Security Impact Summary

This vulnerability carries a HIGH severity rating with a CVSS v3.1 score of 7.5, indicating it can be exploited remotely over the network with relatively low complexity without requiring user interaction and does not require pre-existing privileges . The vulnerability impacts and availability (service disruption) for affected systems. Impacting 3 products from linux, from redhat, from redhat organizations running these solutions should prioritize assessment and patching.

Historical Context

Documented in 2012, this vulnerability occurred amid the cloud computing expansion era, where traditional network perimeter security models were being reevaluated.

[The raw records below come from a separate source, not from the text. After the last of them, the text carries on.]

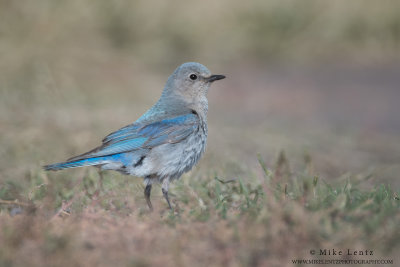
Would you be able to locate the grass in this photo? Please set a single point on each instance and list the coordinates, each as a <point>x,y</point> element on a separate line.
<point>253,220</point>
<point>317,79</point>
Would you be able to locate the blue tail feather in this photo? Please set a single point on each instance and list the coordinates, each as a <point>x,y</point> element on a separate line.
<point>74,164</point>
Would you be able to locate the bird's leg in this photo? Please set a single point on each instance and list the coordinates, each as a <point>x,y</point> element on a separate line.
<point>147,191</point>
<point>101,179</point>
<point>164,189</point>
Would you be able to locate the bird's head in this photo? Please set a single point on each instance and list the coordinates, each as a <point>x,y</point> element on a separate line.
<point>190,82</point>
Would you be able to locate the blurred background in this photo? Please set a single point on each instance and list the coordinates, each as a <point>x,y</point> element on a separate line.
<point>316,79</point>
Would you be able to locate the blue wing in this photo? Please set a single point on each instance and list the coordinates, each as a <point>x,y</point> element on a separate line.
<point>145,136</point>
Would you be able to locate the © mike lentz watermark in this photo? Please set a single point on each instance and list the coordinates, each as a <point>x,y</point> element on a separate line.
<point>338,252</point>
<point>343,256</point>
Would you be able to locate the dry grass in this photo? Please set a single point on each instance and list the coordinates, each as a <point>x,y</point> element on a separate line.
<point>318,80</point>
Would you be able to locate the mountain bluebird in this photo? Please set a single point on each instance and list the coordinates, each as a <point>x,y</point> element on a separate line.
<point>166,141</point>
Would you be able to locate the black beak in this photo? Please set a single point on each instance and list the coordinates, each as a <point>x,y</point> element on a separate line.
<point>213,78</point>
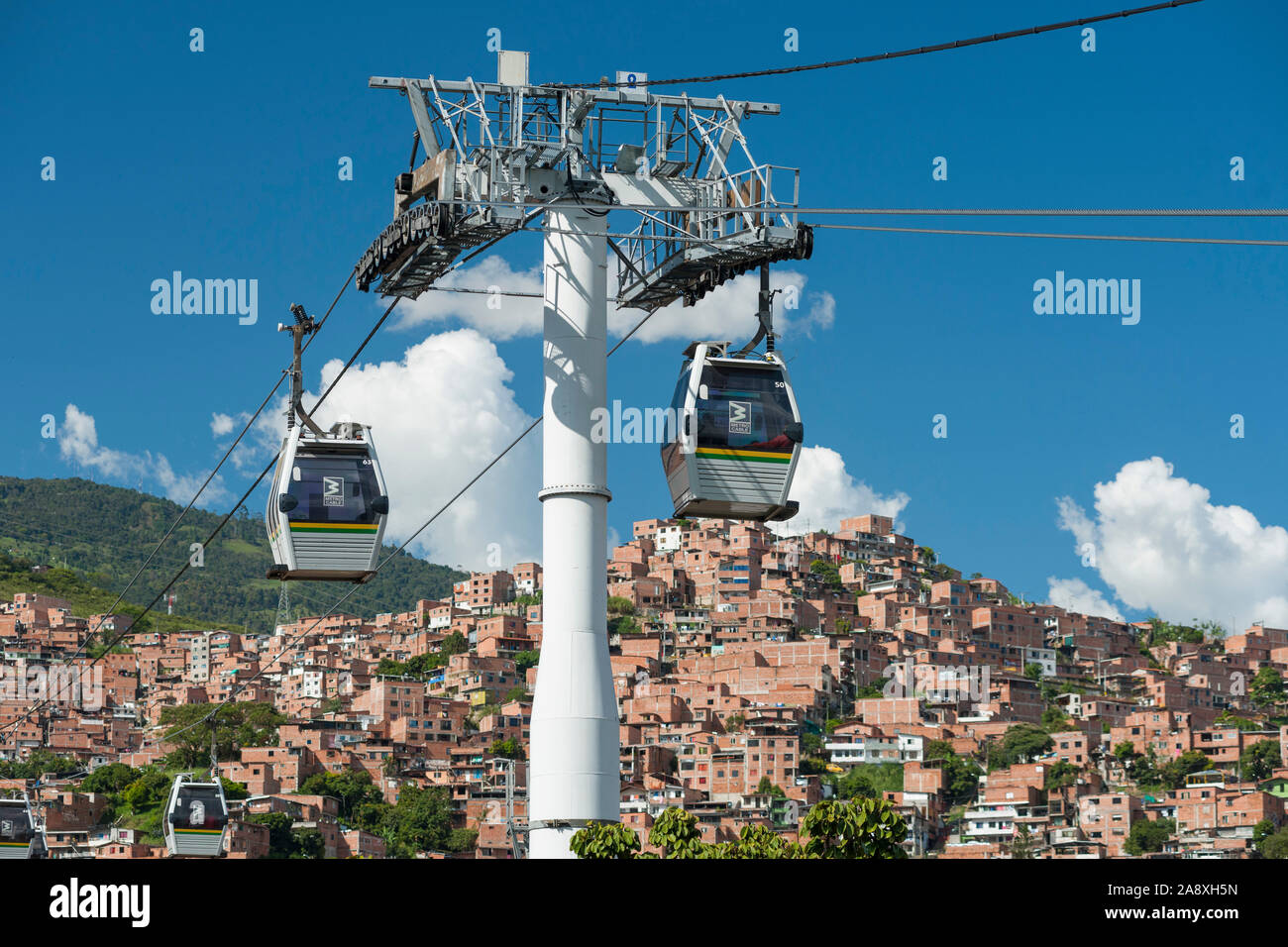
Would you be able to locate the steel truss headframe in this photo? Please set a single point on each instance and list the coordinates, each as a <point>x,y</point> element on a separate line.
<point>494,153</point>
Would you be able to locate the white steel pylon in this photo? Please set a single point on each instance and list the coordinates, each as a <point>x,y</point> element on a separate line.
<point>497,155</point>
<point>574,777</point>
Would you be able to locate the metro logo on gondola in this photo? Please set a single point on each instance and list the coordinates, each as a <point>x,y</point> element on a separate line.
<point>739,416</point>
<point>333,491</point>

Organizations were transitioning from isolated infrastructure to interconnected systems, creating new attack surfaces that vulnerabilities like this could exploit.


Published

2012-05-24T23:55:01.963

Last Modified

2025-04-11T00:51:21.963

Status

Deferred

Source

[email protected]

Severity

CVSSv3.1: 7.5 (HIGH)

CVSSv2 Vector

AV:N/AC:L/Au:N/C:N/I:N/A:C

  • Access Vector: NETWORK
  • Access Complexity: LOW
  • Authentication: NONE
  • Confidentiality Impact: NONE
  • Integrity Impact: NONE
  • Availability Impact: COMPLETE
Exploitability Score

10.0

Impact Score

6.9

Weaknesses
  • Type: Primary
    NVD-CWE-Other

Affected Vendors & Products
Type Vendor Product Version/Range Vulnerable?
Operating System linux linux_kernel < 3.1 Yes
Operating System redhat enterprise_linux 4.0 Yes
Operating System redhat enterprise_mrg 2.0 Yes

References

How SecUtils Interprets This CVE

SecUtils normalizes and enriches National Vulnerability Database (NVD) records by standardizing vendor and product identifiers, aggregating vulnerability metadata from both NVD and MITRE sources, and providing structured context for security teams. For linux's affected products, we extract Common Platform Enumeration (CPE) data, Common Weakness Enumeration (CWE) classifications, CVSS severity metrics, and reference data to enable rapid vulnerability prioritization and asset correlation. This record contains no exploit code, proof-of-concept instructions, or attack methodologies—only defensive intelligence necessary for patch management, risk assessment, and security operations.